I was wondering if there is a low cost (as in memory) and fast way to check if a certain cell already exists? I need to insert a cell, but based on if it was there before or not increase a counter (as in total number of entries in a table).

Does the count of elements have to be up-to-date? Why not just scan the table every hour or so to get a count? (Scans are fast in 0.19.0. Seven times faster than they were in 0.17.x and probably 100 times faster than what they are in 0.1.3 -- smile).

I see that HTable.get(...) returns the byte array, means there are memory, reading and network streaming involved.

Yes.

So if I do a

if (table.get(row, col) == null) { incr(counter); }
table.put(...);

this seems like a waste of resources and may not be as fast as a true

if (!table.exists(row, col))  { incr(counter); }
table.put(...)

Its tough. Ideal would be a bloom filter on the column. You'd check for presence of a Cell in bloom filter. It'd come back yes/no. Would be an in-memory test but would involve a network trip (Maybe have a client-side bloomfilter too? So, if exists, would save the network trip?).

The hard part about bloom filter though is that you would have specify exact coordinates as in exact row/column/timestamp. The row/column part is easy but the timestamp less-so. When you insert, you probably do not specify a timestamp letting the system set the timestamp to now. If you then want to test existence in a bloomfilter, how you going to do it if you don't have the exact timestamp. So, you end up using the hbase get(row, column) because it will return the latest insert if no timestamp specified.

Otherwise, looks like you would be happy with a bloomfilter that just recorded the row and column and not timestamp. That'd work. I think this is how bloomfilters work now in latest hbase. We need to check. They used to be row/column/timestamp (They are broken till we release 0.19.0 though -- in about a month).
It looks like this is easily doable since get() also delegates to the region servers.
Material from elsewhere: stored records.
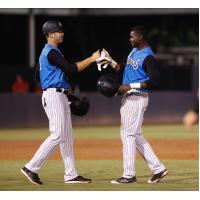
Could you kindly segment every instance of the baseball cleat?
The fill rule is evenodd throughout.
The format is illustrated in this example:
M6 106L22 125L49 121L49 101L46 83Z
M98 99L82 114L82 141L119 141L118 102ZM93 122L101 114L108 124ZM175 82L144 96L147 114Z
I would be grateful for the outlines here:
M151 179L148 180L148 183L158 183L164 176L168 174L167 169L159 172L158 174L153 174Z
M71 180L65 181L65 183L91 183L92 180L89 178L84 178L83 176L77 176Z
M35 184L35 185L42 185L43 183L40 181L40 178L38 176L38 174L30 171L29 169L27 169L26 167L23 167L21 169L22 174L24 174L26 176L26 178L28 178L28 180Z
M126 183L135 183L135 182L137 182L136 176L134 176L133 178L121 177L121 178L111 181L112 184L126 184Z

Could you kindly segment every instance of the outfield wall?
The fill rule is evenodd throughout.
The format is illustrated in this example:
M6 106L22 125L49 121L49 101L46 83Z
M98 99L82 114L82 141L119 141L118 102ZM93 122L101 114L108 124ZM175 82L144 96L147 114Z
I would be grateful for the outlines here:
M106 98L98 93L83 93L90 101L85 117L72 116L74 126L119 125L121 97ZM144 123L180 123L195 102L191 92L153 92ZM38 94L1 94L0 128L47 127L48 120Z

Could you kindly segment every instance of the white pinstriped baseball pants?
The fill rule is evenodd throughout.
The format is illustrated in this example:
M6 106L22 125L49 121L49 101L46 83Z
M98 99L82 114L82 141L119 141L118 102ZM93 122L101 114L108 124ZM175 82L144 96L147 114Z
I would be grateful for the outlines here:
M55 88L50 88L42 94L42 105L49 119L50 135L25 166L37 173L55 148L60 145L65 167L64 180L73 179L78 174L74 166L72 122L68 98L64 93L56 92Z
M153 174L165 169L160 163L148 141L142 135L143 115L148 106L149 97L131 95L122 98L120 109L120 136L123 145L123 177L136 175L136 149L144 158Z

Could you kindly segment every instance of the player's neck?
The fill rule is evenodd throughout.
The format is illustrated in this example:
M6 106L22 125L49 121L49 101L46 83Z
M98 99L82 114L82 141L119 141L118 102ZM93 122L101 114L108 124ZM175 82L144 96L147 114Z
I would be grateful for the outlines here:
M54 46L54 47L56 47L56 48L58 48L58 43L55 43L54 41L52 41L52 40L48 40L47 41L47 44L50 44L50 45L52 45L52 46Z
M144 41L144 42L140 43L140 45L138 46L138 49L142 50L142 49L144 49L146 47L149 47L149 45L148 45L148 43L146 41Z

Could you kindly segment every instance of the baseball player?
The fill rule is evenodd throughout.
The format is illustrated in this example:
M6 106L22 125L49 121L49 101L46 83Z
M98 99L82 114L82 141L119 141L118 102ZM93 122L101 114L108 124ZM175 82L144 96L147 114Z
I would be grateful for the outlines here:
M159 182L167 173L166 167L159 161L152 147L142 134L143 115L148 106L148 91L157 85L157 61L146 41L145 29L133 27L130 31L130 42L133 46L123 73L123 83L118 93L123 95L120 136L123 144L123 175L112 180L113 184L136 182L135 160L136 149L146 161L152 177L148 183ZM104 50L105 51L105 50ZM106 52L106 51L105 51ZM117 64L106 52L111 66L119 71Z
M43 166L55 148L60 146L64 162L65 183L90 183L91 179L79 176L74 166L71 111L68 102L69 76L78 73L95 62L100 53L70 64L58 49L63 42L64 32L61 22L50 20L42 27L47 39L39 57L39 76L43 89L42 105L49 119L49 137L42 143L33 158L21 169L21 172L34 184L43 184L37 172Z

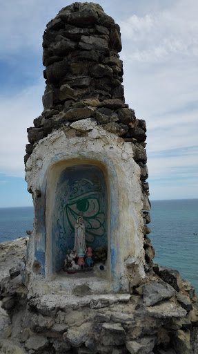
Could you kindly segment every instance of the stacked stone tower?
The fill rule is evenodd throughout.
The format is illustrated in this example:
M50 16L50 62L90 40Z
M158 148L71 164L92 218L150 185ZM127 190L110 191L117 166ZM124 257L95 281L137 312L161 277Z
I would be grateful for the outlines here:
M25 156L34 230L0 284L12 320L1 353L197 354L195 289L152 260L146 123L124 101L119 26L77 2L43 46L44 111ZM92 268L64 271L79 216Z

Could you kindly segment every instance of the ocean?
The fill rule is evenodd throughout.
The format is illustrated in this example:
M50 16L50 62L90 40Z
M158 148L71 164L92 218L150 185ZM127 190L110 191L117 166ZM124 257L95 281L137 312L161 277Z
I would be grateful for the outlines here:
M177 269L198 293L198 199L151 201L154 261ZM33 228L33 207L0 208L0 242L26 236Z

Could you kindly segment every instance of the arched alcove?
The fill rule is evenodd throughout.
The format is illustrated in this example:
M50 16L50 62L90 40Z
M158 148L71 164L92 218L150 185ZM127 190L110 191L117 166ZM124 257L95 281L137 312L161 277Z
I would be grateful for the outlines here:
M46 274L54 277L62 270L68 250L74 248L75 225L81 214L86 246L96 259L93 272L99 275L103 264L101 276L107 275L109 198L104 167L88 160L58 163L50 171L46 195Z

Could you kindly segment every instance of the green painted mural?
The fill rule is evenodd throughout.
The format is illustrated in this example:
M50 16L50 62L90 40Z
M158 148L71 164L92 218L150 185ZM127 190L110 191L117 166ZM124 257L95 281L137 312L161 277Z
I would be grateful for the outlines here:
M83 216L86 245L107 247L108 197L102 171L90 165L67 167L61 174L52 218L52 259L55 270L61 268L75 243L75 225Z

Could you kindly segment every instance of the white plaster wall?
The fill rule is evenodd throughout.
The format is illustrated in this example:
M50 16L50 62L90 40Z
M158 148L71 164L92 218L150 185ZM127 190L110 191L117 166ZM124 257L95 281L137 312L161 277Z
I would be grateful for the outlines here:
M109 189L110 207L115 211L111 218L115 218L110 221L110 230L108 231L110 246L108 249L111 250L111 254L108 255L106 281L109 286L106 284L102 288L104 291L108 289L128 291L129 283L133 282L137 274L139 277L145 276L140 168L133 160L130 142L124 142L100 127L93 126L91 129L83 134L84 136L76 136L76 130L66 127L55 131L40 140L28 160L26 180L28 189L33 192L34 203L36 191L41 191L41 194L46 191L46 245L47 252L50 252L50 218L55 200L50 191L55 190L59 169L61 171L67 166L88 162L102 167ZM55 166L57 167L56 174L52 173ZM38 240L39 235L34 235L34 237ZM114 262L110 263L112 256ZM29 263L32 263L32 253L31 257ZM46 272L49 281L51 275L50 264L48 258ZM30 283L34 281L34 283L37 279L40 281L41 278L30 274ZM101 286L101 284L100 290ZM66 288L68 286L66 286Z

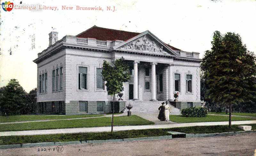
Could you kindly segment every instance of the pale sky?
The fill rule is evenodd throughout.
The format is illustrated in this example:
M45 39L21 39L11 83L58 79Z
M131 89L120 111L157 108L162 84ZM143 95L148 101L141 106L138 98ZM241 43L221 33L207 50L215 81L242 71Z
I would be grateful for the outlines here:
M18 4L21 0L10 1ZM0 87L15 78L27 92L36 87L37 65L32 61L48 47L48 34L57 31L60 39L94 25L133 32L148 30L166 43L171 40L175 47L200 53L201 58L210 49L215 31L234 32L241 35L248 50L256 52L255 0L55 1L22 0L22 4L57 7L55 11L5 11L1 6ZM73 9L62 10L62 5ZM103 11L76 10L76 5L100 6ZM107 6L116 10L107 11Z

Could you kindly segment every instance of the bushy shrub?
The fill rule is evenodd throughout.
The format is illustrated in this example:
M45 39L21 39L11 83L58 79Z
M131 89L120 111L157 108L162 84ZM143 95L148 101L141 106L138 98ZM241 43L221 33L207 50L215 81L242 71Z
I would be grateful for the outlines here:
M186 117L205 117L207 112L207 109L204 107L191 107L181 110L182 116Z

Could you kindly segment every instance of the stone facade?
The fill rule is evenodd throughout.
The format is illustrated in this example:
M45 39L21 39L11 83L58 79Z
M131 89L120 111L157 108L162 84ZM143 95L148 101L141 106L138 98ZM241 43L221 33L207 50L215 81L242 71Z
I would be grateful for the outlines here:
M84 34L93 29L98 29L100 33L106 30L99 28L93 27L76 36L66 36L38 53L34 61L37 65L38 113L111 112L113 97L108 95L106 86L97 88L97 71L102 68L103 60L111 63L121 57L130 66L131 78L124 84L120 111L131 100L173 101L173 94L177 92L180 102L176 105L180 109L187 108L188 102L193 102L193 106L200 105L201 60L198 53L183 51L165 44L149 31L140 33L122 31L124 36L134 36L121 39L116 36L114 40L102 41ZM107 30L110 33L107 38L116 36L111 33L118 31ZM80 72L81 68L86 69L86 73ZM177 74L180 86L175 88ZM191 78L188 79L188 75ZM79 77L82 76L83 79ZM85 86L81 86L81 81ZM175 91L177 88L179 90Z

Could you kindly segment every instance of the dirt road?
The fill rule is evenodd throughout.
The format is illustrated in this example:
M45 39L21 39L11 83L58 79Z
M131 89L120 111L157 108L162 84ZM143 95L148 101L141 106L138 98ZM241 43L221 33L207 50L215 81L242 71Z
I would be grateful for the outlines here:
M213 137L120 142L16 148L0 151L0 156L254 155L256 133ZM46 150L44 151L45 148ZM54 151L53 148L55 148ZM38 149L40 151L38 151ZM41 151L43 149L43 151ZM50 151L49 151L50 149Z

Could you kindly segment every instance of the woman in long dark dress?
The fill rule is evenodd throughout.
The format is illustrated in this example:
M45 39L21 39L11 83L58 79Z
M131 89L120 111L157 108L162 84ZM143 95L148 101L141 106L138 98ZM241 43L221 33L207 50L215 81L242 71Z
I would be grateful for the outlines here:
M162 105L158 108L158 110L160 111L158 115L158 119L161 121L165 121L165 116L164 115L164 102L162 103Z

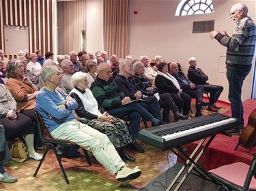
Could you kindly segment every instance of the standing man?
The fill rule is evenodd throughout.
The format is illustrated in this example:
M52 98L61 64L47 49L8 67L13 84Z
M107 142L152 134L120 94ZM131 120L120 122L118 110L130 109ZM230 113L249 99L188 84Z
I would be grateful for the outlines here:
M243 3L232 6L230 18L237 27L231 37L225 31L210 33L212 39L215 38L227 49L227 78L229 81L229 100L231 103L232 117L237 118L240 126L232 133L240 133L244 126L244 111L241 101L243 81L250 72L256 41L256 27L251 18L247 16L248 7Z

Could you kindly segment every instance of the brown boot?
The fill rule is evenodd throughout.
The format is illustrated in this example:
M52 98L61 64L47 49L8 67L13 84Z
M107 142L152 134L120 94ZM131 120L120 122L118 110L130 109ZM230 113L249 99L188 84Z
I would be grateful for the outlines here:
M214 112L217 112L218 111L217 109L215 109L213 105L210 105L208 106L208 108L207 108L207 109L211 111L214 111Z

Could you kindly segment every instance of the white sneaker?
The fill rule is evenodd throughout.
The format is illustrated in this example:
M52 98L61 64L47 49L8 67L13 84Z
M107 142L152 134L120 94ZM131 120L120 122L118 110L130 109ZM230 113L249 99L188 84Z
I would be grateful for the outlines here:
M141 174L141 171L139 169L134 168L133 169L124 166L119 171L118 171L116 179L120 181L126 181L139 177Z
M40 160L42 158L42 156L41 154L39 154L37 152L35 152L33 154L29 154L29 158L36 160Z

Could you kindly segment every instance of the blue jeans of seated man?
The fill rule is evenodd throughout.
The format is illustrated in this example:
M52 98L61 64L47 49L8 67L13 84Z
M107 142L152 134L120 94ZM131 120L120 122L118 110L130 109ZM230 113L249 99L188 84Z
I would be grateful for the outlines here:
M237 118L240 125L244 125L244 109L241 100L242 86L245 77L249 73L250 68L239 70L227 69L229 81L229 100L231 107L232 118ZM239 129L239 126L237 129Z
M3 126L0 124L0 164L11 159L9 148L5 141Z
M146 103L143 102L140 103L141 105L147 111L150 111L155 118L161 120L161 109L160 108L159 103L156 97L154 96L150 96L143 98L143 100L146 101Z
M130 134L132 140L135 140L138 137L141 116L147 120L151 121L154 119L153 116L137 103L131 103L127 105L120 106L119 107L108 110L108 112L116 118L127 116L131 120Z

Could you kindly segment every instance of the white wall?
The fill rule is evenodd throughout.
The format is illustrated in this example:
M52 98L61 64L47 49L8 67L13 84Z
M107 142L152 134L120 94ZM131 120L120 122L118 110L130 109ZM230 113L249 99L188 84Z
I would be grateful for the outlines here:
M215 30L225 29L231 35L236 23L229 19L230 8L240 1L213 0L214 14L175 16L180 1L133 0L130 54L134 58L145 54L150 59L153 59L155 55L161 55L167 62L180 63L185 73L188 67L188 58L195 56L198 66L209 76L208 82L224 86L220 99L227 101L227 80L225 72L219 71L223 66L221 65L220 69L218 67L219 56L225 56L226 48L216 40L211 40L208 33L193 34L193 22L215 20ZM242 1L248 7L248 15L255 21L255 1ZM137 14L132 13L135 10ZM251 73L244 84L243 100L250 97Z
M86 50L103 50L103 0L86 1Z

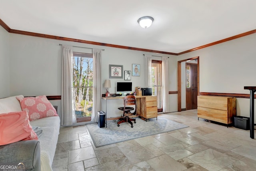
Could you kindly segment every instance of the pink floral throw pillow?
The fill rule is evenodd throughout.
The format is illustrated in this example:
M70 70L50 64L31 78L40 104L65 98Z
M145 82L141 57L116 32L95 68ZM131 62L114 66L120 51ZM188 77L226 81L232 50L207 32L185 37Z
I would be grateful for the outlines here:
M22 111L28 112L30 121L34 121L49 116L58 116L56 110L45 95L24 97L16 97L20 103Z
M0 145L30 139L38 139L26 111L0 114Z

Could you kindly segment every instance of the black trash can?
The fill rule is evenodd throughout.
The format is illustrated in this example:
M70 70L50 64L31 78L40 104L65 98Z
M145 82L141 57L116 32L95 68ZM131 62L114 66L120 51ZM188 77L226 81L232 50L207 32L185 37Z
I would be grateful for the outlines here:
M97 112L97 117L98 125L99 127L100 128L105 127L106 113L103 111L98 111Z
M235 127L244 130L250 129L250 117L241 116L234 117Z

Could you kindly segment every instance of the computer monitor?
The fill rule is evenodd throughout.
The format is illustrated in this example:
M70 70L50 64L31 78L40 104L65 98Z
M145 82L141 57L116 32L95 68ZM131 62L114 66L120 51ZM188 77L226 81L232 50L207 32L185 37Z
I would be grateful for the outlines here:
M122 95L132 93L132 82L116 82L116 94L122 93Z

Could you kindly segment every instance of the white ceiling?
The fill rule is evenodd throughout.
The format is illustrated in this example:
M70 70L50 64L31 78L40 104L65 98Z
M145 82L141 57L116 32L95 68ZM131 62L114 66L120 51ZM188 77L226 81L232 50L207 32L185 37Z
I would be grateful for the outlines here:
M12 29L176 53L254 30L256 16L255 0L0 1Z

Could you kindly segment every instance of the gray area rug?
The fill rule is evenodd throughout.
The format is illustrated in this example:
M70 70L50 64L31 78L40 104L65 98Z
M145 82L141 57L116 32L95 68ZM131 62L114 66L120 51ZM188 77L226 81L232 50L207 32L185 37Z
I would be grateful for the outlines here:
M96 147L188 127L164 117L158 117L157 120L150 119L147 122L135 118L136 123L133 124L133 128L125 122L118 127L116 121L108 121L107 128L100 128L97 123L87 124L86 127Z

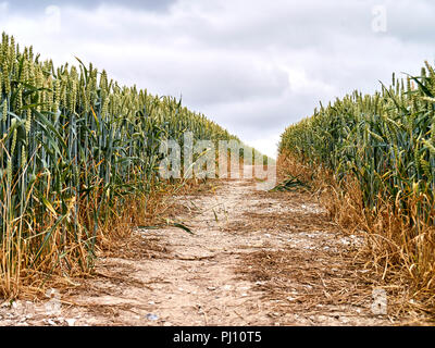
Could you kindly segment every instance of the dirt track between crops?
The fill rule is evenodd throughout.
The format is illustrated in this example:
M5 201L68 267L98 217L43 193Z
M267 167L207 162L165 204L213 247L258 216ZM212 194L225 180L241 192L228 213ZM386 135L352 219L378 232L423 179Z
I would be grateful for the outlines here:
M232 179L178 199L195 235L138 231L96 277L50 302L1 307L0 325L399 323L372 311L371 273L356 261L363 238L340 233L309 192Z

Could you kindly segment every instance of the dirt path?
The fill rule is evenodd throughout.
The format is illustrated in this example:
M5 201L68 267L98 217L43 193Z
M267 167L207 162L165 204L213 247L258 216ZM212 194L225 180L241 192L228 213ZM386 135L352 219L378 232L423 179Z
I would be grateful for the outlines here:
M138 231L116 258L98 261L97 277L50 302L4 304L0 325L395 323L373 314L372 285L351 262L361 237L337 232L307 192L254 185L234 179L182 197L178 217L195 235Z

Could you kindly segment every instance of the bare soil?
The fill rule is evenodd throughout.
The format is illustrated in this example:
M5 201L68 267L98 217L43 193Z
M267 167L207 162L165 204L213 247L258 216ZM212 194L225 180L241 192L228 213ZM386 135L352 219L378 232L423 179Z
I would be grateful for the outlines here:
M181 228L138 229L95 275L51 299L3 303L0 325L397 325L398 289L381 284L308 191L219 182L213 194L175 197ZM377 282L377 283L376 283ZM373 310L373 289L387 312Z

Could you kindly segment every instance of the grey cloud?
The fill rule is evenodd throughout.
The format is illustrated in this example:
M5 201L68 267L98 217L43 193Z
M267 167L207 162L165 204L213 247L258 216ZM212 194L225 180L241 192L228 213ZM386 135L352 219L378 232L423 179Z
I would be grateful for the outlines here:
M74 5L85 10L94 10L101 4L115 4L119 7L128 7L145 9L148 11L167 10L174 0L13 0L10 2L11 11L35 11L44 10L49 5Z
M372 92L378 79L417 74L435 58L428 0L9 2L0 30L13 30L21 45L55 63L77 55L152 94L183 95L187 107L270 154L320 100ZM44 11L29 10L53 3L61 30L41 34ZM372 30L374 5L386 7L386 33Z

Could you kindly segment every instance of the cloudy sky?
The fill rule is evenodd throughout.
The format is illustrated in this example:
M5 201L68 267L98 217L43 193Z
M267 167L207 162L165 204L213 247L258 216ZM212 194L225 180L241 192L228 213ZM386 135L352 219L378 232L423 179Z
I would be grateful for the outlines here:
M284 128L435 59L431 0L0 0L0 32L54 64L183 96L275 157Z

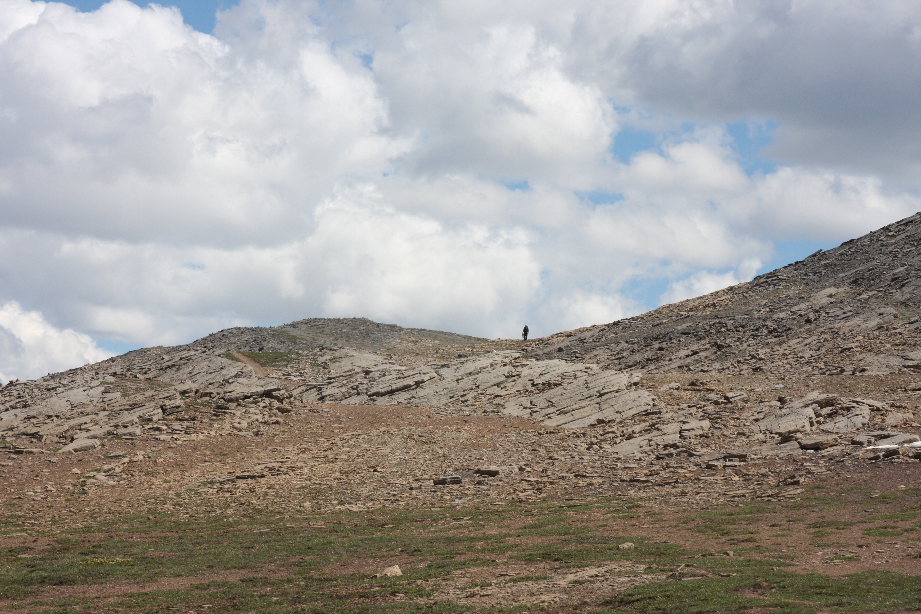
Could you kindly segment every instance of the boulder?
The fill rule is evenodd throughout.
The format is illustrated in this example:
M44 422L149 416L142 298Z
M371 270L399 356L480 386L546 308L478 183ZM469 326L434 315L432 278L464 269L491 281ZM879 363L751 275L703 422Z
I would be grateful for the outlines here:
M803 437L799 440L799 447L804 450L824 450L826 447L837 446L840 442L834 434L818 434Z
M903 446L904 444L914 444L915 442L921 441L921 437L916 434L910 434L908 433L903 433L897 434L893 437L886 437L885 439L878 439L873 446L879 447L880 446Z

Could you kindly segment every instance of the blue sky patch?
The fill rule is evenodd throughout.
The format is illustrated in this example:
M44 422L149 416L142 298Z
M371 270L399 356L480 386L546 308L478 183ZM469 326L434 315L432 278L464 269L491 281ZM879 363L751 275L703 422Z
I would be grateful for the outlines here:
M215 14L218 10L230 8L238 4L238 0L174 0L173 2L167 0L158 3L132 0L132 2L138 6L146 6L148 4L176 6L181 11L183 21L199 32L206 34L210 34L215 29ZM84 13L89 13L106 3L102 0L67 0L64 4L78 8Z
M771 133L776 128L777 124L774 122L734 122L726 125L726 132L732 137L732 150L748 175L757 172L766 175L776 170L777 165L759 156L761 151L774 142Z
M785 267L791 262L801 261L817 249L831 249L839 245L841 243L835 241L812 241L808 239L775 241L774 257L758 269L758 272L755 274L760 275L769 271Z
M97 339L96 347L111 352L116 355L121 355L125 352L137 350L144 346L140 343L126 343L125 342L116 342L111 339Z
M624 126L614 137L614 145L612 151L620 158L621 162L627 164L630 156L641 151L656 147L658 136L654 133L638 128Z

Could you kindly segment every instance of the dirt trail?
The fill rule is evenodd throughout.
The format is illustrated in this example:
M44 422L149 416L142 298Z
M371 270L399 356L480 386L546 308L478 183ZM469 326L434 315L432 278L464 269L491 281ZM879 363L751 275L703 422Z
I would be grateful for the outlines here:
M266 369L262 365L260 365L259 363L257 363L256 361L254 361L253 359L247 358L239 352L231 352L230 353L233 354L233 356L237 358L237 360L239 360L239 362L243 363L244 365L249 365L250 366L251 366L252 370L256 372L256 377L269 377L269 370Z

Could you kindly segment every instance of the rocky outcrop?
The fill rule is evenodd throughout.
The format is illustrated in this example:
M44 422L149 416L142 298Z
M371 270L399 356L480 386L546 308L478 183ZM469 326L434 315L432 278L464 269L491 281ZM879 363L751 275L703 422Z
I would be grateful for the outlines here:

Am I missing something? Assuming HTable is sort of a Set implementation I am confused as to way this check is missing.

Well, its not that straight-forward. The only place to check presence of a column is by actually asking hbase and letting it check its memcache and then all of its storefiles. This is only way to see if a row/column combination exists. There is no short-circuit, say, a Set that holds all row/column combinations because it could be massive if a row had millions of columns (nothing to prevent this happening).

Is the lookup taking too long? In 0.19.0, the speeds are all up. There is a cache of file blocks maintained in the server. If you can hit the cache, then you can see lookup rates double and even quadruple.

Would a bloom filter in your client work help?